Türkiye, yaklaşık 13 milyon genç, 22 milyonun üzerinde çocuk nüfusuyla Avrupa Birliği (AB) üyesi 27 ülkeyi geride bıraktı.
AA muhabirinin, Dünya Nüfus Günü dolayısıyla Türkiye İstatistik Kurumu (TÜİK) verilerinden yaptığı derlemeye göre, 2023 itibarıyla Türkiye, AB üyesi ülkeler arasında en yüksek çocuk ve genç nüfusa sahip ülke olarak kayıtlara geçti.
Türkiye'nin 2023 itibarıyla 0-17 yaş grubundaki çocuk nüfusu 22 milyon 206 bin 34 ile toplam nüfusun 26'sını oluşturdu. Ülkenin çocuk nüfusu oranı da AB'ye üye ülkelerin oranlarından daha yüksek seviyede bulunuyor.
Bu alanda Türkiye'ye en yakın AB üyesi ülke, 13 milyon 912 bin 699 ile Almanya olurken, bu ülkeyi 13 milyon 425 bin 200 ile Fransa, 8 milyon 891 bin 96 ile İtalya takip etti.
Türkiye'nin 12 milyon 872 bin 39 olan 15-24 yaş grubundaki genç nüfusu da AB'nin 47 milyon 549 bin 168 olan toplam genç nüfusunun dörtte birinden fazlasını oluşturdu.
Genç nüfus bakımından Avrupa'nın zirvesinde yer alan Türkiye'yi, 8 milyon 144 bin 570 ile Almanya, 7 milyon 623 bin 842 ile Fransa ve 5 milyon 777 bin 713 ile İtalya izledi.
"VAR OLAN POTANSİYELİMİZİ DEĞERLENDİRMELİYİZ"
İstanbul Üniversitesi Sosyoloji Bölümü Öğretim Üyesi Prof. Dr. Murat Şentürk, Türkiye'nin çocuk ve genç nüfus oranının yüksek olmasının ülkeyi dinamik bir hale getirdiğini belirtti.
Türkiye'nin sahip olduğu genç nüfusun dinamizminin ekonomik, siyasi, kültürel ve toplumsal alanda hala önemli bir katma değer oluşturabileceğine dikkati çeken Şentürk, şunları kaydetti:
"Ancak, ülkemizin genç ve çocuk nüfusu dünya ortalamasının altında. Bu durum yakın gelecek için potansiyel risk taşıyor. Var olan potansiyelimizi değerlendirmenin yollarını bulmamız gerekiyor. Ayrıca yaşlanma hızımızın da yüksek olması farklı toplumsal değişmeleri yaşayacağımız anlamına geliyor."

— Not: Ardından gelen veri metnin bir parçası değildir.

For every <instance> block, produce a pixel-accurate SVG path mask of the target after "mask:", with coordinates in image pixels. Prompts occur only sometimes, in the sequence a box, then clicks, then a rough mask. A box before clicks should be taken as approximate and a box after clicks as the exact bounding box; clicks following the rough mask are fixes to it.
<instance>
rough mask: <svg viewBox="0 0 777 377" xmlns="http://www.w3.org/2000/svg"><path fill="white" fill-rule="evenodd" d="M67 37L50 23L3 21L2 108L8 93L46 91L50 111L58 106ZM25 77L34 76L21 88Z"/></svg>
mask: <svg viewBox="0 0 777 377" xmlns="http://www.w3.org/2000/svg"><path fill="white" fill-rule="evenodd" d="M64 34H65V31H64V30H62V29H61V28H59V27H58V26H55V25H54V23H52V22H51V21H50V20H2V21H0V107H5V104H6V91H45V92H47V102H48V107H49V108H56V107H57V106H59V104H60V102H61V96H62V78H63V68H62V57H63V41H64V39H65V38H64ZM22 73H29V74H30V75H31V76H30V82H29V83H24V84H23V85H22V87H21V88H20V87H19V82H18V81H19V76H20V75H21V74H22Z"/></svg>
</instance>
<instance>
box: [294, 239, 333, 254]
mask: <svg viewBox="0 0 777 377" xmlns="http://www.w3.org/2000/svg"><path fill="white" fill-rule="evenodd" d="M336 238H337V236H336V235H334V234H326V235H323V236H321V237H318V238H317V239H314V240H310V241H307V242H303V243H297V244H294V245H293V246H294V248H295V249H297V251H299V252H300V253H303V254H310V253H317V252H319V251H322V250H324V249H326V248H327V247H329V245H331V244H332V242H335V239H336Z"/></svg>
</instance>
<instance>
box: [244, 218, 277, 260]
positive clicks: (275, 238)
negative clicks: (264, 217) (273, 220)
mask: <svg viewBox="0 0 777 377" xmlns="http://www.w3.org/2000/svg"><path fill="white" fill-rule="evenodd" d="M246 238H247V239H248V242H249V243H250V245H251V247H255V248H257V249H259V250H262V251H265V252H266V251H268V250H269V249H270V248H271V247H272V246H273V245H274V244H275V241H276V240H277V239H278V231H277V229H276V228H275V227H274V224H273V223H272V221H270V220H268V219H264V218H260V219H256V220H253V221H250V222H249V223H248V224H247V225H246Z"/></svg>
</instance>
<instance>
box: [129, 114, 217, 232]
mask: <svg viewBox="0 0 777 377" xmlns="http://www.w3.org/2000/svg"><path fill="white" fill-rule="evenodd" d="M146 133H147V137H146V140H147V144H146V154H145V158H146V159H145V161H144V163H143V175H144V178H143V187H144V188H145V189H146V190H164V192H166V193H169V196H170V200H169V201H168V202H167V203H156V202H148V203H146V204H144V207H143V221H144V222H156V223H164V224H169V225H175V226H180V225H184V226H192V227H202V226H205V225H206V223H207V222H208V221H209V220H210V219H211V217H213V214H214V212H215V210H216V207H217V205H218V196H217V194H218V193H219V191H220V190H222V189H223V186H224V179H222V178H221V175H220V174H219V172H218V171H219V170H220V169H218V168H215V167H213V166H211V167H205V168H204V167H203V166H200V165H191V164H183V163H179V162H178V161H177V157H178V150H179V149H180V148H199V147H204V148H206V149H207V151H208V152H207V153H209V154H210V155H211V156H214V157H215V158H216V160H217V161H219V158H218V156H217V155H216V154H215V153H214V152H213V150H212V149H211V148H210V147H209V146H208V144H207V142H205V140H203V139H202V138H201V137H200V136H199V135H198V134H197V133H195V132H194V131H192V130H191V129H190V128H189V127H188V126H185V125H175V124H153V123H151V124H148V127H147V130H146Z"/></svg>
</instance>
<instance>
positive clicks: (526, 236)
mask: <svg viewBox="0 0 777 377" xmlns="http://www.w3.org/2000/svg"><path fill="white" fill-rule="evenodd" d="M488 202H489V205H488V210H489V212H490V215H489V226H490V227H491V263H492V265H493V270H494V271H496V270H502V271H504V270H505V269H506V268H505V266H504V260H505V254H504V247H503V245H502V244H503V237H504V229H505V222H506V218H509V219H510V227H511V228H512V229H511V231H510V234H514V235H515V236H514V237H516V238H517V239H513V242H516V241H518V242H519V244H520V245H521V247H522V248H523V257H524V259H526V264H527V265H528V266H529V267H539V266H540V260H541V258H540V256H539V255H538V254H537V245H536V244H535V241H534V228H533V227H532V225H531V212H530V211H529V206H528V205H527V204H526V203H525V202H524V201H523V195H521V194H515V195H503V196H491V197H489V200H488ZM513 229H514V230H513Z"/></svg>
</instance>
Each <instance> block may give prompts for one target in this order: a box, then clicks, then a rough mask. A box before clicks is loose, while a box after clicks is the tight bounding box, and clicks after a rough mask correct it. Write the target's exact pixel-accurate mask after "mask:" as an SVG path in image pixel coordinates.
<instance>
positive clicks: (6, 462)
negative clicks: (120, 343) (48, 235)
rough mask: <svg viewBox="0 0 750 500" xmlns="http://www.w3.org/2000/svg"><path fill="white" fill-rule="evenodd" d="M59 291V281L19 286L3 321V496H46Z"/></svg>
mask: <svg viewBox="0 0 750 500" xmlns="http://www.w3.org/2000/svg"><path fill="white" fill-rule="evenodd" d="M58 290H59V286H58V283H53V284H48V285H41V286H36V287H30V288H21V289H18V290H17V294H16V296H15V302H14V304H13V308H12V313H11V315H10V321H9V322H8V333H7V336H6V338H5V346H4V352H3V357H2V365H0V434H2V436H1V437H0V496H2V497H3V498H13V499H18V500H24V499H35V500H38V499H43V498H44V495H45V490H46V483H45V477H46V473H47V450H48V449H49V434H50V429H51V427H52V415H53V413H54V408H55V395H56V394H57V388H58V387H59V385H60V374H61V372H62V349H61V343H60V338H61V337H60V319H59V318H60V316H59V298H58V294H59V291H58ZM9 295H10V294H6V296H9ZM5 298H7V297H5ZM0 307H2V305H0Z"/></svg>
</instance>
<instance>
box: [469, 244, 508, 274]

Şentürk, Türkiye'de erkek ve kadınlar için beklenen yaşam süresinin dünya ortalamasının üzerinde, AB ortalamasının ise altında seyrettiğine işaret ederek, şu değerlendirmede bulundu:
"Bir potansiyelimiz var. Ancak bu potansiyel iyi değerlendirilmediğinde hızla yaşlanan bir toplum haline dönüşebiliriz. Bu durum bazı toplumsal problemleri de beraberinde getirebilir. Diğer bir ifadeyle Türkiye sahip olduğu bu genç nüfus potansiyelini iyi değerlendirmek zorunda. Bunu yaparak hem genç nüfusunu korumanın imkanlarını oluşturacak hem de yaşlanmakta olan toplumun ihtiyaçlarını ve beklentilerini daha iyi bir biçimde karşılayacaktır."